O autor inclui ainda duas ideias na equação: "Portugal está a ser redescoberto" fora de portas, por via do turismo, da cultura, e uma "espécie de canibalização" da ficção portuguesa, por via das telenovelas, deu lugar a um maior apoio à produção por parte da RTP.

Enquanto "A Herdade" e "Sul" fazem o seu caminho no pequeno e grande ecrã, Rui Cardoso Martins desdobra-se nesse "ofício respeitável" da escrita literária para diferentes géneros, do qual fala com algum pudor.

"Estou a ser convidado para muitas coisas que não posso aceitar. Estou a trabalhar com muitos produtores ao mesmo tempo", admitiu. Está satisfeito com o volume considerável de trabalho, mas reconhece que o argumentista de ficção vive na sombra.

"Tenho sido mais argumentista, é também uma forma de literatura, não tenho dúvida e é importante que se comece a dar importância ao argumentista. (...) Para se chegar a um filme tem de haver uma pessoa uns meses antes a penar muito para conseguir criar aquelas personagens, aquelas situações", lembrou.

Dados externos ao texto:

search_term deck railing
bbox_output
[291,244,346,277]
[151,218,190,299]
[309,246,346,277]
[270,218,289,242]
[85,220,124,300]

Disciplinado na gestão diária desse ofício, Rui Cardoso Martins recorre à metáfora desportiva para descrever o que faz, entre a maratona e a corrida de cem metros.

Atualmente, e em diferentes fases de produção, tem em mãos a série televisiva "Causa própria", com Edgar Medina, inspirada nas suas crónicas "Levante-se o réu", escreveu um argumento para João Canijo, outro para Fernando Vendrell, sobre José Cardoso Pires e sobre o livro "De profundis valsa lenta", e está a terminar uma peça, encomendada pelo Teatro Nacional D. Maria II, sobre jornalismo, a estrear-se em 2020.

"Em primeiro lugar sou um romancista. É pelo meu trabalho de romancista que outros trabalhos surgiram. Estou feliz porque estou a trabalhar nestas coisas. (...) O meu trabalho mais duro, mais intenso é o que faço sozinho. Cinema e televisão são trabalhos de equipa", explicou.

Escritor premiado, Rui Cardoso Martins estreou-se em 2006 com o romance "E se eu gostasse muito de morrer", ao qual se seguiram "Deixem passar o homem invisível" (Grande Prémio de Romance e Novela da Associação Portuguesa de Escritores, 2009), "Se fosse fácil era para os outros" (2012) e "O osso da borboleta" (2014).

Ainda sem data de edição, está a terminar o romance "As melhoras da morte", cujo universo remete para a estreia "E se eu gostasse muito de morrer".